November '22 Heartbeat
This month you will find:
❓ Will NLP have more impact than Computer Vision,
🐙 Dmitry Petrov speaks at GitHub Universe,
🧐 CML in research at NeurIPS,
❣️ Unstructured Data Catalog coming,
✅ SOC 2 Type 1 Compliance,
🚀 MLEM adds Sagemaker and Kubernetes deployment,
👀 Lots of new docs,
🚀 Upcoming events, and more!
- Jeny De Figueiredo
- November 18, 2022 • 8 min read
Image generated with the help of Stable Diffusion
Welcome to November! In the US, this is the time of year we reflect and give thanks. It's been a productive year despite the world's rather extreme challenges. There's lots to be thankful for. Here are some of those things from the last month in the Iterative Community.

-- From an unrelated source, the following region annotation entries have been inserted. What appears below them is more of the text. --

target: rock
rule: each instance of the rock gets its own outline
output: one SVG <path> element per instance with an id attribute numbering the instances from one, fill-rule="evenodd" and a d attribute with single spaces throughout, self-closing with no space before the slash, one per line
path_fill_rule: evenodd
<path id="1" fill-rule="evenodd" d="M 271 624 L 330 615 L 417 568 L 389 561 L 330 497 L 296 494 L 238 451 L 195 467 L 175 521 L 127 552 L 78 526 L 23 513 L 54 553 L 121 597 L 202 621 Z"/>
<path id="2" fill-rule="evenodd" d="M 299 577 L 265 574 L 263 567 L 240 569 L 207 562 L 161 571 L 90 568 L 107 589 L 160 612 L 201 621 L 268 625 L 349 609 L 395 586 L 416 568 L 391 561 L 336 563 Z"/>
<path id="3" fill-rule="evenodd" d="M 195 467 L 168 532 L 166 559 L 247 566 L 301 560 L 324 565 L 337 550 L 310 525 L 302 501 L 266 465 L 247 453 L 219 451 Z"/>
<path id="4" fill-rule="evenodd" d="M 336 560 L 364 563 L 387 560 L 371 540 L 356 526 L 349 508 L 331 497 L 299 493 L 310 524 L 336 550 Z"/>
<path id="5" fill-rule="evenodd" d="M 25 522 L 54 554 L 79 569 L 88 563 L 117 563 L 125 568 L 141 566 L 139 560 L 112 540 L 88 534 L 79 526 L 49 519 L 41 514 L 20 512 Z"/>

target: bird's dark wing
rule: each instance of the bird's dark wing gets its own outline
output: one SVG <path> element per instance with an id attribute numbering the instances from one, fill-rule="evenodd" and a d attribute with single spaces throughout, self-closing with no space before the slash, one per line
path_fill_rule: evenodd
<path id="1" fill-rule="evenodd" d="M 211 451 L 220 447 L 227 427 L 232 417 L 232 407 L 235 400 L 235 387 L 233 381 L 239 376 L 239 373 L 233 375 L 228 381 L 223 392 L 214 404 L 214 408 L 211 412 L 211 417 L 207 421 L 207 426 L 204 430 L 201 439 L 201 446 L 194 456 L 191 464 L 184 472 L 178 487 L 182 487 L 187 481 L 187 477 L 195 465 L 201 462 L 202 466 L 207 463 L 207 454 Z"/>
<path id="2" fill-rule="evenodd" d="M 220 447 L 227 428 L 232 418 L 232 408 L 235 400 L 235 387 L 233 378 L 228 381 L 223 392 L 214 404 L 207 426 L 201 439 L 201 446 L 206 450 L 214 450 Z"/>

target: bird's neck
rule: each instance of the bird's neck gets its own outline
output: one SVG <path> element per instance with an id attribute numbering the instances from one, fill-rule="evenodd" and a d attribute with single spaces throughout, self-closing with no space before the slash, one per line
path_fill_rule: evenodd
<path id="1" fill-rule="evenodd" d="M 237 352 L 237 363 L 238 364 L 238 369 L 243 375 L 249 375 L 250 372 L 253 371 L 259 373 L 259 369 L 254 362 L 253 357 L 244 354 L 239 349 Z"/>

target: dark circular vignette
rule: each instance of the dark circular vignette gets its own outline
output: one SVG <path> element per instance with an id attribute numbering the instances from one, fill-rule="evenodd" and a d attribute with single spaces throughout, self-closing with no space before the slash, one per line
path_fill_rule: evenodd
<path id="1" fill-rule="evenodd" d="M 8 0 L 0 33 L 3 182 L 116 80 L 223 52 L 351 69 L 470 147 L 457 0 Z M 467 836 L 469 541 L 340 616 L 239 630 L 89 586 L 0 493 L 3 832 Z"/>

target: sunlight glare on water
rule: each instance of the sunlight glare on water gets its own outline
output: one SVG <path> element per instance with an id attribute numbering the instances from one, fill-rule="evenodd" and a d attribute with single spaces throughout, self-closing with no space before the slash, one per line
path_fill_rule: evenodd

In this article entitled The Biggest Opportunity In Generative AI Is Language, Not Images, Robert Toews argues that AI-powered text generation will create many orders of magnitude more value than text-generated images.
Language is humanity’s single most important invention. More than anything else, it is what sets us apart from every other species on the planet. Language enables us to reason abstractly, to develop complex ideas about what the world is and could be, to communicate these ideas to one another, and to build on them across generations and geographies. Almost nothing about modern civilization would be possible without language.
He points out the many examples from a variety of industries and academia that have gained and will continue to gain massive improvements due to the power of large language models (LLMs) in the coming years. Read the article for all the applications.
The State of AI Report is generated each year and reports on the most interesting things the authors, Nathan Benaich, Ian Hogarth, Othmane Sebbouh, and Nitarshan Rajkumar come across in the world of AI throughout the year.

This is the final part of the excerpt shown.